Since then, statistical significance testing has expanded to several applications, from testing the effectiveness of drugs to reporting the success of companies. In fact, a single announcement about the statistical significance of a pharmaceutical product can cause the company’s stock price to soar or plummet. Recently, Adial Pharmaceuticals Inc. witnessed a 13.82 percent increase in stock price immediately after the company reported promising and statistically significant results for its new drug trials. However, as widely as statistical significance is used, the concept is usually misused and of limited scientific value.

In 2019, three scientists beseeched the scientific community to drop the use of statistical significance. Hundreds of other statisticians and scientists joined in to challenge the use of statistical significance to solely determine relationships. These scientists emphasized stopping the use of p-values to refute or support hypotheses, and instead proposed being more thoughtful in interpreting data to reflect the complex and non-binary nature of the real world. Contrasting with the moderate opinions of these scientists, the American Statistical Association (ASA) has firmly pushed to end significance testing, stating that it has become “useless.”

Statistical significance leads to problems outside of data analysis as well. Scientific journals are typically inclined to publish statistically significant findings over equally important results that may miss the threshold. A recent study revealed that 88 percent of scientific journal articles contained significant data while a mere 12 percent reported insignificant findings. As a result of this bias, scientists may manipulate the data or selectively pick methods that would yield significant results. Statistical testing misuse has also resulted in findings in published papers that cannot be reproduced. This lack of replicability reduces transparency and consistency with the experiment, diminishing the reliability of statistical testing and causing inaccurate scientific conclusions to be made. One particular offender, Brian Wansink, allegedly manipulated the data for 52 publications with nearly 4,000 citations across 25 different scientific journals. Wansink only focused on “statistically significant” findings and omitted a majority of his data, possibly leading to dozens of inaccurate claims. He was ultimately suspended from his university for his dishonest use of statistical tests and unscientific approach.

Despite vocal arguments against the usage of statistical significance, much of the scientific world is far from renouncing it. Many argue that banning it would remove accountability and allow scientists to trivialize negative results. Others contend that the concept is heavily entrenched in research where an alternative method would be inadequate.

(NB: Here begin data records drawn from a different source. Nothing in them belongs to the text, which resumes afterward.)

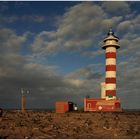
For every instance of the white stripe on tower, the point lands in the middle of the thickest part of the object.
(110, 45)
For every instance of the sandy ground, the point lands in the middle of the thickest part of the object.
(39, 125)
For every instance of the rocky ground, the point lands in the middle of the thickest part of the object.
(39, 125)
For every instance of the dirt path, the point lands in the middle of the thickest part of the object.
(70, 125)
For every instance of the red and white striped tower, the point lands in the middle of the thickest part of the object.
(110, 45)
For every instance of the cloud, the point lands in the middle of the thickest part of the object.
(9, 19)
(116, 7)
(78, 29)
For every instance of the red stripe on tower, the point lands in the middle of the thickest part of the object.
(110, 67)
(110, 45)
(110, 55)
(110, 80)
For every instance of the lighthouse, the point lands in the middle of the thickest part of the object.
(108, 102)
(110, 46)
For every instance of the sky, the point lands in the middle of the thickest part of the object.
(53, 49)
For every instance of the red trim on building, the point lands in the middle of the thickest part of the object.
(111, 55)
(111, 92)
(110, 80)
(110, 67)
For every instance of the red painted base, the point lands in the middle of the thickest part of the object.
(101, 105)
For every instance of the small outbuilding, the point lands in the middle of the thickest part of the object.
(64, 106)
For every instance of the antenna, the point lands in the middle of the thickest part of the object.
(23, 100)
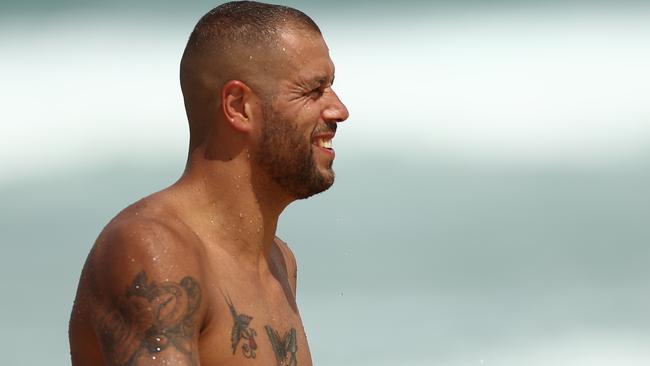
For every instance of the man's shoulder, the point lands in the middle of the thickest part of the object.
(287, 253)
(144, 238)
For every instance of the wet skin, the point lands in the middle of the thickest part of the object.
(194, 274)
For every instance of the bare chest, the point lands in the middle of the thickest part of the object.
(247, 331)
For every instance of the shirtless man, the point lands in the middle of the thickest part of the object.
(194, 274)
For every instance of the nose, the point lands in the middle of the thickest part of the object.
(335, 111)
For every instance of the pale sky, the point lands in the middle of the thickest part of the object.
(485, 87)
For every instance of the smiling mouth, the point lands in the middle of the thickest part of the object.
(324, 142)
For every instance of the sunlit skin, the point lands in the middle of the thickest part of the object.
(214, 229)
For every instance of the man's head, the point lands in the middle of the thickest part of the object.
(259, 76)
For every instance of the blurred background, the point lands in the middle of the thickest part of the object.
(492, 203)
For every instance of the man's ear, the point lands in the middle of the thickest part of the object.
(236, 99)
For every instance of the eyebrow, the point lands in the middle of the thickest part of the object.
(320, 80)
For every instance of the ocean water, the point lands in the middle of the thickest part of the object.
(492, 203)
(408, 263)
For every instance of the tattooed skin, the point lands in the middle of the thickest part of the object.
(151, 318)
(241, 330)
(285, 348)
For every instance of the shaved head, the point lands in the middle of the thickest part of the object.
(239, 40)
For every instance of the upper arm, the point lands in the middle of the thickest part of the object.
(147, 296)
(290, 263)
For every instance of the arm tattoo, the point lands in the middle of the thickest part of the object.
(151, 318)
(241, 330)
(285, 348)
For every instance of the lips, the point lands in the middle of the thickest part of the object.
(324, 135)
(324, 142)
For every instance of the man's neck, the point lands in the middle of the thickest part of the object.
(236, 208)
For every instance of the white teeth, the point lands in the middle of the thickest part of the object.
(325, 143)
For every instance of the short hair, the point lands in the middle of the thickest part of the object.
(210, 56)
(246, 23)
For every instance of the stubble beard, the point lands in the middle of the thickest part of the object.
(288, 159)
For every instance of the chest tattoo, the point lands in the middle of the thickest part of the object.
(241, 330)
(285, 348)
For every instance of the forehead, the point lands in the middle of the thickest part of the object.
(305, 56)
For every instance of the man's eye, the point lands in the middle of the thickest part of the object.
(316, 93)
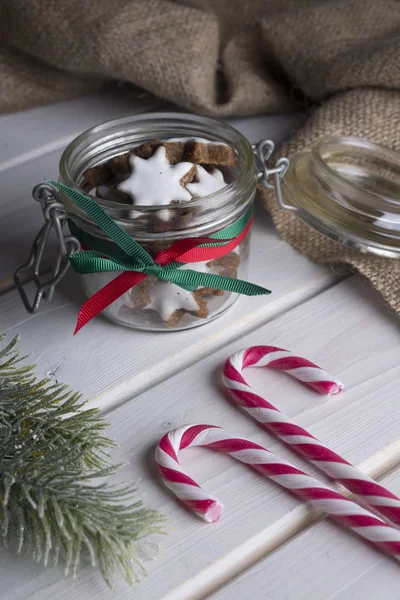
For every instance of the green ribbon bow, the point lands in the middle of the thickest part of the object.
(124, 254)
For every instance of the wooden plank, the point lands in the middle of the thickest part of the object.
(100, 361)
(29, 134)
(349, 334)
(322, 562)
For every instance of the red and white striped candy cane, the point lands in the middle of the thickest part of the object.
(333, 465)
(320, 495)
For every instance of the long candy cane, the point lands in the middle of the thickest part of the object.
(308, 488)
(288, 431)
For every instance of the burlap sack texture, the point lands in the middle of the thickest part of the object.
(224, 57)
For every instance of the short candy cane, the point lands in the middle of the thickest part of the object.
(346, 512)
(333, 465)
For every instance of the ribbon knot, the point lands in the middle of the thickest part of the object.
(123, 254)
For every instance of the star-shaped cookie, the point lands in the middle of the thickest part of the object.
(207, 183)
(154, 181)
(167, 298)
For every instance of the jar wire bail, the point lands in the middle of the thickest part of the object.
(36, 269)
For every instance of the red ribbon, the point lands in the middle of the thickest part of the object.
(184, 251)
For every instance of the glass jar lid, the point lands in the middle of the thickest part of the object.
(348, 189)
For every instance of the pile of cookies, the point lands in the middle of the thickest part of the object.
(161, 173)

In light of this controversy, the ASA released a statement to clarify the uses and misuses of significance testing. Hoping to stabilize the currently unclear relevance of statistical significance, the ASA suggested complete reporting and comprehensive analysis of the data to achieve a line of scientific reasoning. They also warned of random variation, which can account for substantial discrepancies in significance testing results.

Statistical significance has its merits, but only when used correctly. It is time to amend the question of “Is this statistically significant?” as, after all, the concept was never meant to replace fact; it merely highlighted patterns to discern between chance and a factor of interest. The binary thinking encouraged by the use of statistical significance is in no way reflective of the real world. Instead, it is important to consider the complexities and imperfections that make science meaningful when we use statistical significance. While it grants a level of certainty, it is just as imperative to embrace the uncertainty that is inseparable from the scientific process. Though a significant portion of the scientific community has fought to abandon the p-value, the factual illusion of statistical significance continues to appeal to many, and for good reason: nothing can replace it.